Khan is more frank: “If villagers stay back, they will starve to death.”

(Chitrangada Choudhury reports for the Hindustan Times and reported this story under a NFI-AIF Media Fellowship)

InfoChange News & Features, December 2007

“Migration boosts the economy… I’m trying to make the process more humane”

Kalikesh Singh Deo, the 32-year-old MLA from Bolangir, is from the local royal family and the third generation of elected representatives. The Doon’s School, St Stephen’s alumnus believes migration helps the economy, but it should follow the law.

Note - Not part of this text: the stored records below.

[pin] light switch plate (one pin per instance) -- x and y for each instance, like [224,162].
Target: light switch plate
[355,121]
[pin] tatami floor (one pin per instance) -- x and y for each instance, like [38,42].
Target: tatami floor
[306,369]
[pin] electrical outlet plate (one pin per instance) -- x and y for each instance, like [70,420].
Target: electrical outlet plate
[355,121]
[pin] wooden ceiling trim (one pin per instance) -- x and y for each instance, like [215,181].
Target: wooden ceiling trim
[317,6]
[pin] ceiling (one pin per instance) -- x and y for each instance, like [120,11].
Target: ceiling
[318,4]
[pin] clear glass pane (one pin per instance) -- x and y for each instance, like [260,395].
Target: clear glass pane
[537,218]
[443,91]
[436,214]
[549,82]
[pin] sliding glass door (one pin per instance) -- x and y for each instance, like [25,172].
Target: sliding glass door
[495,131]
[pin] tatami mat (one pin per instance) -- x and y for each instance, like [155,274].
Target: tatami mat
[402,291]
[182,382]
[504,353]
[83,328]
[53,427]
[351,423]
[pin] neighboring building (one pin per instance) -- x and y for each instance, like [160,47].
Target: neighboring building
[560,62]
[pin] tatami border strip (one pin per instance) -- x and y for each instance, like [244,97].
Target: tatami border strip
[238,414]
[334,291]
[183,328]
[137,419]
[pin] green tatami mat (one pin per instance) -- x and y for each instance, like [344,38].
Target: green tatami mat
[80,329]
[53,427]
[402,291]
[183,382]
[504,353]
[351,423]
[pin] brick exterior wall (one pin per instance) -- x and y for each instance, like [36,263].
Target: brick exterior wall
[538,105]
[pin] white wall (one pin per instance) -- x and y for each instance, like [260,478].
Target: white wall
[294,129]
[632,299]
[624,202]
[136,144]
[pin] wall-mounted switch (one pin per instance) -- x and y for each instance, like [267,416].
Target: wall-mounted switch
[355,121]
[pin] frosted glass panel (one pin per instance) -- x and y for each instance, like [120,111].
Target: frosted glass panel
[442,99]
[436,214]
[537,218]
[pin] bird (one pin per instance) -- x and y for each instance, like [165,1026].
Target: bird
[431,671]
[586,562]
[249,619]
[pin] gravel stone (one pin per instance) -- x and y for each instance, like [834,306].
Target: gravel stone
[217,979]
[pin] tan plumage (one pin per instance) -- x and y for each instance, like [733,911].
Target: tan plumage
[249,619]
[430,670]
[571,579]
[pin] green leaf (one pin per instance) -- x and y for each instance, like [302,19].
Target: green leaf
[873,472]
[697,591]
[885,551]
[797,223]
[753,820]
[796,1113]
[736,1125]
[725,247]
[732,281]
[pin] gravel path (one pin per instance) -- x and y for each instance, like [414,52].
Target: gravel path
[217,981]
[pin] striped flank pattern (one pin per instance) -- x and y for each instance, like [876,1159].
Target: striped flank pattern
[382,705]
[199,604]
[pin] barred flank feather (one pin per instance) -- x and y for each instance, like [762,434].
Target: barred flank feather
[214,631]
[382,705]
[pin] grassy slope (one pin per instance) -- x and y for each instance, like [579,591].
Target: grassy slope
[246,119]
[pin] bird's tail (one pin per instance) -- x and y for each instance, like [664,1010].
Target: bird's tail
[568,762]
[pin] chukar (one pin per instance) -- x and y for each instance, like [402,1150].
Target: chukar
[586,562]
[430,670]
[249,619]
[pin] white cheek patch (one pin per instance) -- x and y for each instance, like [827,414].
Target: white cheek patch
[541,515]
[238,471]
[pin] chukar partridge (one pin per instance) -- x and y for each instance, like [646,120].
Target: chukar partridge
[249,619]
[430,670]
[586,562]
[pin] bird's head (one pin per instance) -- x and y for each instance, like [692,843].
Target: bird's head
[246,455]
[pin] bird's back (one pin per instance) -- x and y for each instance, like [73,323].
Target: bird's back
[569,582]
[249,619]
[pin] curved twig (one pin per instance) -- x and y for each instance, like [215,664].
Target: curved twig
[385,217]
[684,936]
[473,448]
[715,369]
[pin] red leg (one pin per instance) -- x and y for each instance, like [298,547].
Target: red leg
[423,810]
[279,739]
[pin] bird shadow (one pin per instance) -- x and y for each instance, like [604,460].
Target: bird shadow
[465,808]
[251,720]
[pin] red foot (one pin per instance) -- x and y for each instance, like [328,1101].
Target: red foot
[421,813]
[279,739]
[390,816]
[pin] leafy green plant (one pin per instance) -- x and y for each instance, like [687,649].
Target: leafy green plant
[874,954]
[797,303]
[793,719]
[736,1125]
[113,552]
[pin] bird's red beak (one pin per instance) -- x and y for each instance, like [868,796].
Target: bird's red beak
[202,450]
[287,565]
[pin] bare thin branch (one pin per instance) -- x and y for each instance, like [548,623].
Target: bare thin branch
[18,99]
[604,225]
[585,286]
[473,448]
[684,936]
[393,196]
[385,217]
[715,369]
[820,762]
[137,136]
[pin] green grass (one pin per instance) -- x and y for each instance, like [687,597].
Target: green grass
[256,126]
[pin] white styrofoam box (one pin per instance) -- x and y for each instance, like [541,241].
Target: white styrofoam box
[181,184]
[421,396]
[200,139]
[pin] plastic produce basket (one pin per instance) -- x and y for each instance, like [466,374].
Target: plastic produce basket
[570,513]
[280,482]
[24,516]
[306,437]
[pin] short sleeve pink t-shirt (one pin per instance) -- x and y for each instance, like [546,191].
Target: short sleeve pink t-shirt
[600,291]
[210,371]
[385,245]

Thousands of villagers migrate to brick kilns each year from the area you represent. Have you looked into the issue?
I have taken up the problem with the highest authorities, after getting several complaints from villagers of mistreatment and non-payment of wages. I have given them a proposal for monitoring cells, to ensure that labourers and contractors get registered. I want to make their employment follow the law, and be humane.

Can you share a copy with us?
I have only communicated the idea informally.

The district administration believes local politicians also function as middlemen.
Nobody from my party is involved in this. I cannot say about the others.

The NREGA was meant to address all this.
The scheme is unwieldy, and like all other programmes has several leakages. Wages do not get paid on time, while contractors give the villagers advances to go work in the kilns. The small projects taken up by the scheme cannot alter the rural economy in any major way.